Sebagaimana lazimnya pembaharuan teknologi, internet
selain memberi manfaat juga menimbulkan ekses negatif dengan terbukanya peluang
penyalahgunaan teknologi tersebut. Hal itu terjadi pula untuk data dan
informasi yang dikerjakan secara elektronik. Dalam jaringan komputer seperti
internet, masalah kriminalitas menjadi semakin kompleks karena ruang lingkupnya
yang luas. Kriminalitas di internet atau cybercrime pada dasarnya adalah suatu
tindak pidana yang berkaitan dengan cyberspace, baik yang menyerang fasilitas
umum di dalam cyberspace ataupun kepemilikan pribadi. Salah satu versi jenis kejahatan
di internet yaitu carding,yang termasuk dalam motif kriminal yang
berpotensi menimbulkan kerugian bahkan perang informasi.
Pengertian
Carding
Carding adalah berbelanja menggunakan nomor dan identitas kartu
kredit orang lain, yang diperoleh secara ilegal, biasanya dengan mencuri data
di internet. Sebutan pelakunya adalah Carder. Sebutan lain untuk kejahatan
jenis ini adalah cyberfroud alias penipuan di dunia maya. Menurut riset Clear
Commerce Inc, perusahaan teknologi informasi yang berbasis di Texas – AS ,
Indonesia memiliki carder terbanyak kedua di dunia setelah Ukrania. Sebanyak 20
persen transaksi melalui internet dari Indonesia adalah hasil carding.
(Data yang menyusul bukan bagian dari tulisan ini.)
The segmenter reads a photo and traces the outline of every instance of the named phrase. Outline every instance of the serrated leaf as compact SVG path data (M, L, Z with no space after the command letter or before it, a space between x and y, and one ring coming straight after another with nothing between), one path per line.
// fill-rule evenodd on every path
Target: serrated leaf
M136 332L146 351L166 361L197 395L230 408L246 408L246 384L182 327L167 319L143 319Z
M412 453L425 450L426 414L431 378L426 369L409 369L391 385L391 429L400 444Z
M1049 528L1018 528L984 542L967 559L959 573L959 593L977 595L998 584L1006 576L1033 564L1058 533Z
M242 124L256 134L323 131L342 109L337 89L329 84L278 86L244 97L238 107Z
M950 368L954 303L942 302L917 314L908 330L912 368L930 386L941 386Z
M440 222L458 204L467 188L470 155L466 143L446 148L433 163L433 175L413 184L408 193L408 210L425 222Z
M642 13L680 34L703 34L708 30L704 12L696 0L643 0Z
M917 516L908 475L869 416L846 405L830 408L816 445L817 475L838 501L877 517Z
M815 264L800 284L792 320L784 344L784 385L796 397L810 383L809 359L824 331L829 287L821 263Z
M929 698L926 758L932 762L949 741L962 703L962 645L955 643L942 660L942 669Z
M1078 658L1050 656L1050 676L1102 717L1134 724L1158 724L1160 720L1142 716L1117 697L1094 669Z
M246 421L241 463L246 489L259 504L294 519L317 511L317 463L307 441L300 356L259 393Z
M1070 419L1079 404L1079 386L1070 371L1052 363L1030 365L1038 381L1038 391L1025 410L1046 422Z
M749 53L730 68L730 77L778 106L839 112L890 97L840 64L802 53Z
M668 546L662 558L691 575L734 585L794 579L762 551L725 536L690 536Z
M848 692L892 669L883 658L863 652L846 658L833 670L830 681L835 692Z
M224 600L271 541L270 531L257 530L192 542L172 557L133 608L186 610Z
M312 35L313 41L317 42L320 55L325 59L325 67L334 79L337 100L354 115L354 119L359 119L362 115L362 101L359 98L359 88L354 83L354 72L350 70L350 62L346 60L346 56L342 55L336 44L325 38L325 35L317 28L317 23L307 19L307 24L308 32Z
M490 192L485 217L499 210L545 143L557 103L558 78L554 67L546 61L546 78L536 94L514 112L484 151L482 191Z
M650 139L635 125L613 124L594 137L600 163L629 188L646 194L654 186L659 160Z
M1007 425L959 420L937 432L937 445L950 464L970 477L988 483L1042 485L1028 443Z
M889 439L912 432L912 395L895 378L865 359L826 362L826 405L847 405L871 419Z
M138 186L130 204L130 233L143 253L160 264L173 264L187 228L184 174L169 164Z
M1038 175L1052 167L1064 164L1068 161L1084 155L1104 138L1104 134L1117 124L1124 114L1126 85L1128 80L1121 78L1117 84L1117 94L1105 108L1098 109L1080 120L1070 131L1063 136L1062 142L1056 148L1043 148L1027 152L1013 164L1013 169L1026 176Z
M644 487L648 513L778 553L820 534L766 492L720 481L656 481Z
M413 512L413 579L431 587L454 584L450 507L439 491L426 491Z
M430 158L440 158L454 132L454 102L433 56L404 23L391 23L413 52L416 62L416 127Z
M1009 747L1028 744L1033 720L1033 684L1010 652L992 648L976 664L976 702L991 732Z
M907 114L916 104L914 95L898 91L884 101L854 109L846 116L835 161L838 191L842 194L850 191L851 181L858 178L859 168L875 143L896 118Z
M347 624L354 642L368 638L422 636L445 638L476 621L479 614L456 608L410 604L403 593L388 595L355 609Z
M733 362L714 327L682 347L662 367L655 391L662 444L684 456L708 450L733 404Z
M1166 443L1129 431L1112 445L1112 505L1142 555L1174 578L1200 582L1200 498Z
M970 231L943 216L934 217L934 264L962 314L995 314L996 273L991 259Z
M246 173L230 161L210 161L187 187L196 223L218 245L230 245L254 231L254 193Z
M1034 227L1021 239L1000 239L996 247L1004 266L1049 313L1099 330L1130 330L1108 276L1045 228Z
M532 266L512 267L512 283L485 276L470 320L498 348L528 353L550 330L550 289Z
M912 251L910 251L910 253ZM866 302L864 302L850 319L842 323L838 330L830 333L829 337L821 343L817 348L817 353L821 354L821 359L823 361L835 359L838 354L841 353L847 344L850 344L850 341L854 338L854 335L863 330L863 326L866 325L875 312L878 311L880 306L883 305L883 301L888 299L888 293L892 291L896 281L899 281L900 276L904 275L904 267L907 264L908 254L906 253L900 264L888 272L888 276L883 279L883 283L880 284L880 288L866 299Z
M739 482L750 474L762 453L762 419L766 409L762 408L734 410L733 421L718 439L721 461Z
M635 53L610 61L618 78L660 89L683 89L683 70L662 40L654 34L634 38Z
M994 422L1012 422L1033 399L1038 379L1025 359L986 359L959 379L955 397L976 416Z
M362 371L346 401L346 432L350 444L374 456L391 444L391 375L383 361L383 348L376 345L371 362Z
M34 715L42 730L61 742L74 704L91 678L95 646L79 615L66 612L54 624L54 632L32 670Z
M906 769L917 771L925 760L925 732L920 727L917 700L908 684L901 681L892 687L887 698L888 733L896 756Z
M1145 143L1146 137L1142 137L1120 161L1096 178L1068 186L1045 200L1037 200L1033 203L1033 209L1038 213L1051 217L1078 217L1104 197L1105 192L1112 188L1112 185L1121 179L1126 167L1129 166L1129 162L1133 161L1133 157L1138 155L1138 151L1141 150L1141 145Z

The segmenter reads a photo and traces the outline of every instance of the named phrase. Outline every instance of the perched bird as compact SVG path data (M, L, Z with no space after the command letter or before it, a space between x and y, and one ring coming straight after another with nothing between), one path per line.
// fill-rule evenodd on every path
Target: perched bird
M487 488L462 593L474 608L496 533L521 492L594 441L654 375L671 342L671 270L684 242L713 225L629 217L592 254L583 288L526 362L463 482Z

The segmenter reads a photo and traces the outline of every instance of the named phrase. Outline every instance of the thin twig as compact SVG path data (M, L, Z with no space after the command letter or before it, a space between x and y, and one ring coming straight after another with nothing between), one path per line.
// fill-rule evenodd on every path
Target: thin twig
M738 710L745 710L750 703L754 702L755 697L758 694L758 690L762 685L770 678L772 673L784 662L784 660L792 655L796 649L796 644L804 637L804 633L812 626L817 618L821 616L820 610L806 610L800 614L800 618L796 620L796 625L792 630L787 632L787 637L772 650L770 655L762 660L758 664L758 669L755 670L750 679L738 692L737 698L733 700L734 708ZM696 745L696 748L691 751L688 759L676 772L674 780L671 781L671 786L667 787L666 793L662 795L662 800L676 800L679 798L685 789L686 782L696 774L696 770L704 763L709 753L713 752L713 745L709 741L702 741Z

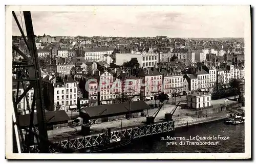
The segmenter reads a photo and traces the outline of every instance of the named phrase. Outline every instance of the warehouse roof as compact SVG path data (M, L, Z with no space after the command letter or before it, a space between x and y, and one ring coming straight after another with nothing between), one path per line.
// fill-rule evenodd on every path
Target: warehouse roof
M150 106L143 101L131 102L131 113L150 108ZM129 102L88 107L81 110L80 113L81 116L83 114L88 115L90 119L129 114Z
M21 127L29 126L30 115L27 114L18 116L19 125ZM34 124L37 124L36 113L34 114ZM65 111L51 111L46 112L46 122L48 124L54 124L58 122L70 120L69 116Z

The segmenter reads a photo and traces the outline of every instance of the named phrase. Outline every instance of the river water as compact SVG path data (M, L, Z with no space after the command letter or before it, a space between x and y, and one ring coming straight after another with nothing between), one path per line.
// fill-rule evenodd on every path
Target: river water
M202 136L229 137L226 140L215 138L215 140L201 140ZM172 141L163 140L169 137L177 137ZM185 145L180 145L182 137ZM215 145L192 145L196 140L193 137L200 137L201 142L212 141ZM209 139L209 138L208 139ZM166 146L166 142L177 145ZM216 143L216 142L218 142ZM214 144L215 143L215 144ZM169 145L171 145L169 144ZM244 124L226 125L223 121L190 126L188 128L176 129L175 132L162 133L134 140L125 147L108 151L108 153L243 153L244 152Z

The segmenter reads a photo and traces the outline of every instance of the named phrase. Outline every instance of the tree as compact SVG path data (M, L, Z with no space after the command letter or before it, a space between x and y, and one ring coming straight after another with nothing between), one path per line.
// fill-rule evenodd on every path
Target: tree
M140 64L138 62L137 58L132 58L129 62L123 63L123 66L125 67L133 68L134 67L139 68Z

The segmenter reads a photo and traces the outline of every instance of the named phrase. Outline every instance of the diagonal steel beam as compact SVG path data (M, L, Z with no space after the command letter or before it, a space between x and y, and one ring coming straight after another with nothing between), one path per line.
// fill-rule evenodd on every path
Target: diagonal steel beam
M29 46L29 45L28 44L28 42L27 41L27 39L26 39L25 35L24 35L24 33L23 32L23 30L22 29L22 27L20 26L20 24L19 24L19 22L18 22L18 19L17 18L17 17L16 16L16 14L14 11L12 12L12 15L13 15L13 17L14 18L14 19L16 21L16 23L17 23L17 25L18 25L18 29L19 30L19 31L20 32L20 33L22 34L22 37L23 37L23 39L24 39L24 42L26 43L26 45L27 45L27 46L28 47L28 49L30 51L30 47Z
M28 58L27 56L27 55L25 53L23 53L23 52L22 52L19 49L19 48L18 48L18 47L17 47L17 46L15 46L14 45L12 44L12 49L14 50L17 52L18 52L18 53L22 57L23 57L23 58L24 58L26 60L27 60L27 61L28 60Z
M18 87L19 87L19 81L18 81ZM24 92L22 93L22 94L19 96L19 98L16 99L15 104L17 104L20 101L22 100L23 98L24 98L24 96L27 94L28 92L29 91L29 90L32 88L32 85L30 84L29 86L26 89L26 90L24 90Z
M30 56L35 66L34 70L30 70L30 71L33 71L34 72L35 76L30 77L34 77L36 79L34 83L35 85L34 87L35 88L34 92L35 94L35 99L36 101L36 105L37 121L38 123L39 135L44 136L46 140L48 140L48 135L45 122L45 111L44 109L44 100L42 99L42 92L41 89L41 72L39 66L39 60L36 46L35 45L31 14L30 11L24 11L23 12L23 14L25 21L26 29L27 30L28 40L29 42L28 43L29 44L30 47L31 48L30 50ZM34 75L31 74L31 75L33 76ZM40 140L39 147L40 153L49 153L49 146L48 146L48 143L47 142L46 142L44 140L41 141Z

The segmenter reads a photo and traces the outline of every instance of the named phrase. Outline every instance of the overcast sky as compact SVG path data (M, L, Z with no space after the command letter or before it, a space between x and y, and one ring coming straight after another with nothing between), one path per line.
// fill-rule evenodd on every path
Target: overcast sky
M36 35L243 37L246 9L242 6L84 6L82 11L31 11L31 15ZM15 13L20 22L19 12ZM14 18L12 30L13 35L20 35Z

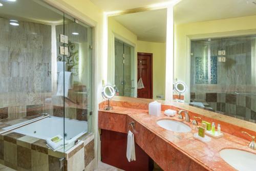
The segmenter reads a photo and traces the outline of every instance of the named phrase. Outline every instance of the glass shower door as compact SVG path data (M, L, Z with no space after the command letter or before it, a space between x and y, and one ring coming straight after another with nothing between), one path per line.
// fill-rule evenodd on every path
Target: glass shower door
M115 39L115 83L121 96L134 96L133 48Z

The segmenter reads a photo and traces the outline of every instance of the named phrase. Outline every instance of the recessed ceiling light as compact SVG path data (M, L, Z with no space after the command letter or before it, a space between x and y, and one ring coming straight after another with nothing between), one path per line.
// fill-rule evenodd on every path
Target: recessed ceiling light
M10 24L11 25L12 25L12 26L19 26L19 25L17 23L10 23Z

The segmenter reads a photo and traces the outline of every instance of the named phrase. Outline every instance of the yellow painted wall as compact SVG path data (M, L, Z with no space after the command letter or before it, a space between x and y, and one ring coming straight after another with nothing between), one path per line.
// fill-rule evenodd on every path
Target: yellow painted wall
M121 36L125 42L130 42L135 47L135 80L137 80L137 52L151 53L153 54L153 98L157 95L163 95L165 92L165 54L166 44L139 41L137 36L126 29L123 25L112 17L108 18L108 81L112 84L115 83L115 52L114 37L113 33ZM137 87L137 81L135 82ZM137 90L134 94L137 95Z
M186 80L186 63L188 61L186 56L186 36L209 38L224 35L233 36L248 34L251 29L256 29L256 16L246 16L225 19L194 23L175 27L174 78L181 81Z
M165 93L165 43L137 41L138 52L153 54L153 98Z

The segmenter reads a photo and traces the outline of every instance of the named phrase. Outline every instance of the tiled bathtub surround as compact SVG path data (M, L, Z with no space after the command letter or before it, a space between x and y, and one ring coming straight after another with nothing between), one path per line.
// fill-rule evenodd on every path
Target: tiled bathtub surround
M93 138L93 134L83 135L63 153L49 149L45 140L7 133L0 137L0 163L18 170L82 170L94 159ZM59 159L64 157L65 165L60 168Z
M112 101L113 111L105 111L100 109L99 127L126 133L128 123L132 121L135 121L134 133L137 144L164 170L234 170L220 157L220 151L231 147L255 153L248 147L249 141L227 133L225 133L223 137L212 138L207 143L197 140L193 137L193 134L197 132L195 130L195 126L191 123L184 121L183 121L183 123L193 129L190 132L180 133L165 130L158 126L156 121L163 118L170 119L170 117L164 115L163 113L159 117L149 115L146 109L146 104L149 102L148 100L133 99L132 100L128 98L126 100L127 100ZM145 100L144 102L143 100ZM126 104L122 106L122 104ZM103 104L100 104L99 107ZM177 109L175 106L166 104L162 106L162 111L169 108ZM189 112L191 117L196 114ZM180 120L177 117L171 119ZM221 122L213 119L206 120L216 123ZM235 131L240 132L242 129L234 128L228 123L224 124L222 122L221 124L224 129L223 131L233 129ZM225 129L225 127L227 129ZM252 133L252 134L255 134L255 132Z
Akibatnya, banyak situs belanja online yang memblokir IP atau internet protocol
(alamat komputer internet) asal Indonesia. Kalau kita belanja online, formulir
pembelian online shop tidak mencantumkan nama negara Indonesia. Artinya
konsumen Indonesia tidak diperbolehkan belanja di situs itu.
Menurut pengamatan ICT Watch, lembaga yang mengamati dunia
internet di Indonesia, para carder kini beroperasi semakin jauh, dengan
melakukan penipuan melalui ruang-ruang chatting di mIRC. Caranya para carder menawarkan
barang-barang seolah-olah hasil carding-nya dengan harga murah di channel.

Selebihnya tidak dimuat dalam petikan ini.